Michel Pimbert, director of the sustainable agriculture, biodiversity and livelihoods programme at IIED agrees: "The Potato Park is a living example of a system which could inspire a fresh approach to conserving genetic diversity in a dynamic way, that is based on justice and equity, and which respects, protects and preserves the bio-cultural heritage of communities."

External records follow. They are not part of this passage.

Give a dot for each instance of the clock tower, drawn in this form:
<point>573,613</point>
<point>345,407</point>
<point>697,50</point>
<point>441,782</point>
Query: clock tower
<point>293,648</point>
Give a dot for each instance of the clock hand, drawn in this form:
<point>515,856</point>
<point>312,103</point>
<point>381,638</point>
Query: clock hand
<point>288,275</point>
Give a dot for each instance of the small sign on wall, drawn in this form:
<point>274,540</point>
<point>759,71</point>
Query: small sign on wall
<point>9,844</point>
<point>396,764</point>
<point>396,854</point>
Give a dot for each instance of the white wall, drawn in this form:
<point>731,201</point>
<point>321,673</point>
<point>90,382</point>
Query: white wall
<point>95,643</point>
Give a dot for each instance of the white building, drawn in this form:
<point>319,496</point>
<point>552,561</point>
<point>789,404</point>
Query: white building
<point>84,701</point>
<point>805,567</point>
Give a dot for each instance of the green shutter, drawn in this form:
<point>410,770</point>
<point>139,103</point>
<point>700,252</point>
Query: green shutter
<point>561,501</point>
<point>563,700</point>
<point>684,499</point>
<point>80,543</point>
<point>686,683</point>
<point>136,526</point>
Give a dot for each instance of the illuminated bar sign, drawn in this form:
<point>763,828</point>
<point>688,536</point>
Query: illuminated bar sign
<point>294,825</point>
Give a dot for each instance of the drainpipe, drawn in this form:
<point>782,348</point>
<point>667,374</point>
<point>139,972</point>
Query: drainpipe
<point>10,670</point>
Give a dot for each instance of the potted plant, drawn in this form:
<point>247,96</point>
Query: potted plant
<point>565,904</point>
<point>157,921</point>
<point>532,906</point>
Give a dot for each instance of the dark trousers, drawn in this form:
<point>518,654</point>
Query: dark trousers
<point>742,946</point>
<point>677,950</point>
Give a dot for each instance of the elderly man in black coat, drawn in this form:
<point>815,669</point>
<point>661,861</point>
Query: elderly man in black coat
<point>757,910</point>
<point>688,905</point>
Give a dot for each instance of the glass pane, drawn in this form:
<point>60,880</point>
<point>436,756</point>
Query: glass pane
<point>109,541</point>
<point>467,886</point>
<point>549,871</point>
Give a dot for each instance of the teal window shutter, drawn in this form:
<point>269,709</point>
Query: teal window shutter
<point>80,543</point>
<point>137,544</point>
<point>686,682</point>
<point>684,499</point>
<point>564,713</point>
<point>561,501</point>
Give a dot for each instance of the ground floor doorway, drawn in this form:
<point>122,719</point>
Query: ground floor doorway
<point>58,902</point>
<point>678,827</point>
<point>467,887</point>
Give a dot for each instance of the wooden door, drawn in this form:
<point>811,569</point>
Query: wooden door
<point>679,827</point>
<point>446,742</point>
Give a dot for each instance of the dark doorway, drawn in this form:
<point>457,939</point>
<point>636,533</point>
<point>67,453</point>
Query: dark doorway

For more information or to arrange an interview, please contact:
Alejandro Argumedo (ANDES): 00 51 84 245021
Or
Mike Shanahan
Press Officer
International Institute for Environment and Development
Email: mike.shanahan@iied.org
Tel: +44 (0)20 7872 7256
Fax: +44 (0)20 7388 2826


NOTES TO EDITORS

The International Institute for Environment and Development (IIED) is an independent, non-profit research institute. Set up in 1971 and based in London, IIED provides expertise and leadership in researching and achieving sustainable development (see: www.iied.org.)
The Association for Nature and Sustainable Development (ANDES) is a non-profit Peruvian indigenous organisation that aims to improve the quality of life of Andean indigenous communities by promoting the conservation and sustainable use of their bio-cultural heritage through rights-based conservation-development approaches. See: http://www.andes.org.pe/

In a 2004 meeting of the UN Food and Agriculture Organization about the production of organic seeds, it was proposed that centres of high crop biodiversity should be considered GMO-free zones to maintain them as in-the-field centres of genetic diversity for the benefit of humanity.

Earlier this year, the Cusco regional government declared the region a GMO-free zone, mainly to protect its most important crop - the potato. See: http://www.iied.org/mediaroom/releases/070720GMpotato.html

In November 2006, the Andean Parliament passed a resolution to declare the countries of the Andean Community (Colombia, Ecuador, Peru and Bolivia) free of genetically modified potatoes. The resolution urges governments of the Andean countries to stop any field trial, manipulation and experimentation with genetically modified potatoes to eliminate the risk of loss of genetic variability of potatoes. It also calls for an end to any activity related with propagation in the environment, commercial use, transportation, use, commercialisation and production of GM Potato, inside the Andean Community.